Hacia una nueva esclavitud del siglo XXI

He acudido hoy  en Pamplona a la manifestación que rechaza la nueva reforma laboral porque a mi entender resulta injusta, insolidaria y desequilibrada.

A mi entender es una reforma en la cual la letra pequeña  es  si cabe más peligrosa que el mensaje principal, el abaratamiento del despido. Y como han reconocido hasta los ministros del PP no  va a generar empleos,  y  por el contrario,  permite despedir con más facilidad para contratar a nueva gente con salarios más bajos y precarios, por lo que el empresario gana más en todos los ámbitos.

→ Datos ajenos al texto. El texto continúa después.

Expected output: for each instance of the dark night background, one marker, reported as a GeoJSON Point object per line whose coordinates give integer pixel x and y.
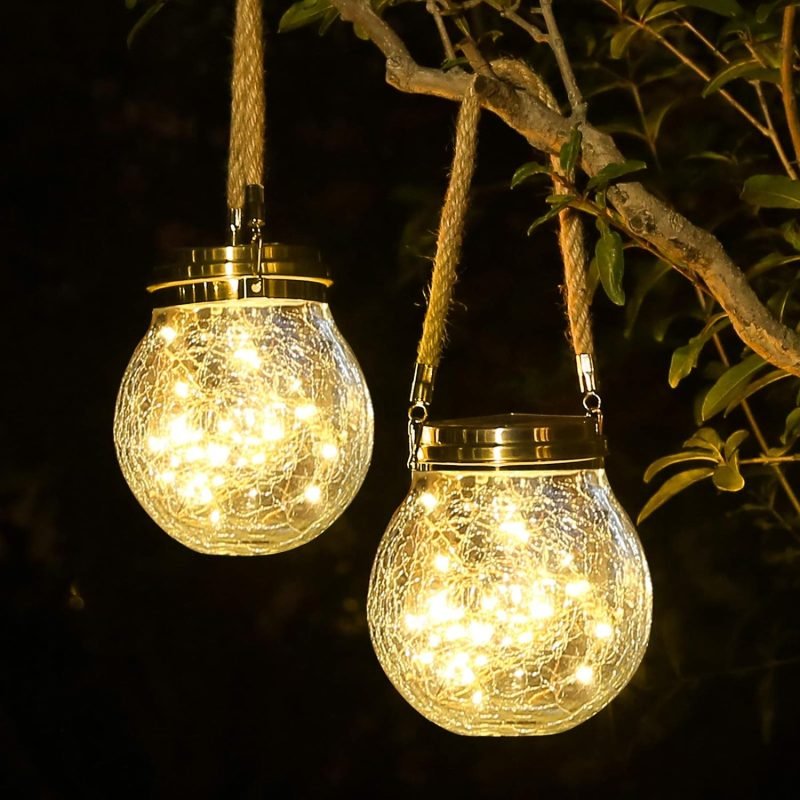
{"type": "Point", "coordinates": [132, 667]}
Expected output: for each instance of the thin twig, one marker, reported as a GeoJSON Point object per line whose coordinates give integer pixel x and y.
{"type": "Point", "coordinates": [680, 242]}
{"type": "Point", "coordinates": [787, 83]}
{"type": "Point", "coordinates": [701, 36]}
{"type": "Point", "coordinates": [576, 101]}
{"type": "Point", "coordinates": [773, 134]}
{"type": "Point", "coordinates": [698, 70]}
{"type": "Point", "coordinates": [511, 15]}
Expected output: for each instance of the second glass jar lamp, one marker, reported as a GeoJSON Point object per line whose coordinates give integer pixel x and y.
{"type": "Point", "coordinates": [244, 424]}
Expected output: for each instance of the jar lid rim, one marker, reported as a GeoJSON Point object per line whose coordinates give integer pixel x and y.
{"type": "Point", "coordinates": [511, 441]}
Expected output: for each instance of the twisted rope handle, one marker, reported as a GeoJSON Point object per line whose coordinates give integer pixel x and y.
{"type": "Point", "coordinates": [577, 297]}
{"type": "Point", "coordinates": [448, 252]}
{"type": "Point", "coordinates": [248, 104]}
{"type": "Point", "coordinates": [451, 232]}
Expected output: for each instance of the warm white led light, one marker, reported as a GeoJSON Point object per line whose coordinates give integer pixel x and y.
{"type": "Point", "coordinates": [510, 603]}
{"type": "Point", "coordinates": [244, 427]}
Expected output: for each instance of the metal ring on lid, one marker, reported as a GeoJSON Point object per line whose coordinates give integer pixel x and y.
{"type": "Point", "coordinates": [237, 272]}
{"type": "Point", "coordinates": [511, 441]}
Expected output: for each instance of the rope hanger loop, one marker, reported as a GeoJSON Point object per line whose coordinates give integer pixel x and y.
{"type": "Point", "coordinates": [248, 123]}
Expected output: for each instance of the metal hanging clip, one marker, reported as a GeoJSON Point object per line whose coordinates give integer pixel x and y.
{"type": "Point", "coordinates": [592, 401]}
{"type": "Point", "coordinates": [420, 401]}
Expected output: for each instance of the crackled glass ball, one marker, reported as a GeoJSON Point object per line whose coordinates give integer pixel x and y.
{"type": "Point", "coordinates": [244, 427]}
{"type": "Point", "coordinates": [510, 603]}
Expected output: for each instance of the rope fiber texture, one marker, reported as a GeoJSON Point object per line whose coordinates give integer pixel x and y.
{"type": "Point", "coordinates": [248, 105]}
{"type": "Point", "coordinates": [451, 231]}
{"type": "Point", "coordinates": [577, 296]}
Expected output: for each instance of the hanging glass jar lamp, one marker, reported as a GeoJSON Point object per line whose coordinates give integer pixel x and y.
{"type": "Point", "coordinates": [243, 424]}
{"type": "Point", "coordinates": [510, 594]}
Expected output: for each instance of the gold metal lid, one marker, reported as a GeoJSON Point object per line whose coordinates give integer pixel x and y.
{"type": "Point", "coordinates": [512, 441]}
{"type": "Point", "coordinates": [236, 272]}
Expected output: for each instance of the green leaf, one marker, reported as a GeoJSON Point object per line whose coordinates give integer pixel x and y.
{"type": "Point", "coordinates": [303, 13]}
{"type": "Point", "coordinates": [142, 22]}
{"type": "Point", "coordinates": [792, 429]}
{"type": "Point", "coordinates": [733, 442]}
{"type": "Point", "coordinates": [731, 385]}
{"type": "Point", "coordinates": [749, 69]}
{"type": "Point", "coordinates": [679, 458]}
{"type": "Point", "coordinates": [728, 478]}
{"type": "Point", "coordinates": [330, 16]}
{"type": "Point", "coordinates": [677, 483]}
{"type": "Point", "coordinates": [755, 386]}
{"type": "Point", "coordinates": [684, 359]}
{"type": "Point", "coordinates": [706, 439]}
{"type": "Point", "coordinates": [610, 263]}
{"type": "Point", "coordinates": [709, 155]}
{"type": "Point", "coordinates": [613, 171]}
{"type": "Point", "coordinates": [462, 25]}
{"type": "Point", "coordinates": [568, 156]}
{"type": "Point", "coordinates": [563, 202]}
{"type": "Point", "coordinates": [528, 170]}
{"type": "Point", "coordinates": [621, 39]}
{"type": "Point", "coordinates": [772, 191]}
{"type": "Point", "coordinates": [725, 8]}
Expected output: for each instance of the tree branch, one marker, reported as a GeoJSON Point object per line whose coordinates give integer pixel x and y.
{"type": "Point", "coordinates": [787, 82]}
{"type": "Point", "coordinates": [680, 242]}
{"type": "Point", "coordinates": [574, 95]}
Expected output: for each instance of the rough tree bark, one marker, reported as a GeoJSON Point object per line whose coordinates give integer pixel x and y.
{"type": "Point", "coordinates": [693, 250]}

Con esta reforma unilateralmente el empresario puede modificar el tiempo de trabajo y la cuantía salarial de sus trabajadores, y si éstos se niegan y no  aceptan determinadas situaciones la empresa puede cursar un despido procedente. Una baja médica  o un número determinado de ausencias justificadas en un periodo de dos meses pueden ser mótivo de despido. Como dijo Ignacio Escolar, con la reforma del PP se legaliza el mobbing empresarial a los trabajadores.

Una reforma de este calado debería tener  un  equilibrio de posiciones entre empresario y trabajador e ir acompañado de protección social, seguridad, medidas de conciliación, entre otras cosas. Más bien, al contrario, esta reforma produce inseguridad e incertidumbre en los trabajadores. Si con la actual legislación laboral ya ahora en bastantes empresas no se cumplen convenios ni calendarios, imaginaros ahora como serán con tal grado de protección. Pero también divide a los trabajadores entre sí, porque estas flexibilidades van a generar una competitividad insana y malos rollos entre compañeros. “Divide y vencerás”, deben estar pensando los empresarios y nuestros gobernantes.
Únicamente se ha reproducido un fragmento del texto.